OPINION BY MR. JUSTICE CHIDSEY
This is an appeal from a decree in equity which ordered defendant to specifically perform a written agreement for the sale of certain realty.
On April 21, 1951, plaintiff and defendant, who were at that time respectively wife and husband, entered into a written agreement to convey to plaintiff premises at 1410 South Juniper Street and 1917 South Mole Street, Philadelphia, which they owned as tenants by the entireties. The price agreed upon was $12,500, and the proceeds from the sale were to be divided equally between them. At the time the agreement was signed and thereafter, plaintiff paid to defendant deposits totaling $250 on account of the purchase price. The agreement provided that the sale was to be made to plaintiff "... free and clear from any right which... [defendant] might have in the real estate of his wife, by any law, statutory or common,...". The agreement further provided: "Settlement to be made on or before September 21st, 1951, and said time is hereby agreed to be the essence of this agreement.".
At about the same time the agreement was entered into, a proceeding for divorce was instituted, and subsequently
the divorce was granted on October 29, 1951. In the divorce action and in the real estate transaction the defendant-husband was represented by Angelo L. Scaricamazza, a member of the Philadelphia Bar. The chancellor found as a fact that the defendant left the real estate transaction entirely "up to him". On June 18, 1951, Charles P. Mirarchi, Jr., attorney for plaintiff in the purchase of the properties, notified defendant's attorney by letter that plaintiff was ready to consummate the sale at any time at the convenience of defendant and his attorney. Defendant's attorney was of the opinion that defendant could not convey clear title until after the divorce was granted and told plaintiff's attorney that when they [the defendant and his attorney] were ready, they would inform plaintiff's attorney. Subsequently plaintiff's attorney on several occasions told defendant's attorney that plaintiff was ready to make settlement. In September 1951, defendant's attorney orally asked for an extension of time until some time in October, when he estimated that the divorce would be granted.

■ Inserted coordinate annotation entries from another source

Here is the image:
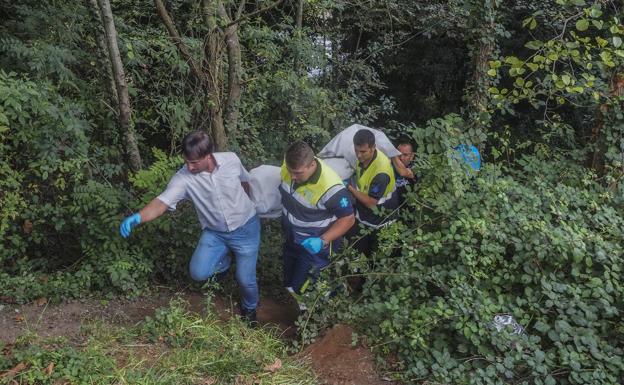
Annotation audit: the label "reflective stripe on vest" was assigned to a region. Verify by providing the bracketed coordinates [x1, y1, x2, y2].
[355, 150, 396, 205]
[280, 158, 345, 230]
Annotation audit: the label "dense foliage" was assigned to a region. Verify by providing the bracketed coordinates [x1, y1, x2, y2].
[0, 0, 624, 385]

Plaintiff arranged for settlement to take place on October 31, 1951, two days after the divorce was granted. At the appointed time and place, plaintiff, her attorney, counsel for the mortgage company, and defendant's attorney appeared. Plaintiff deposited with the title company the balance due on the properties and completed the settlement in so far as she could. Defendant had been given notice of the settlement a week prior to October 31, 1951, but was not present and did not join in the execution of the deed for the premises. Both before and after October 31, 1951, Mr. Scaricamazza advised defendant to complete the settlement and to ...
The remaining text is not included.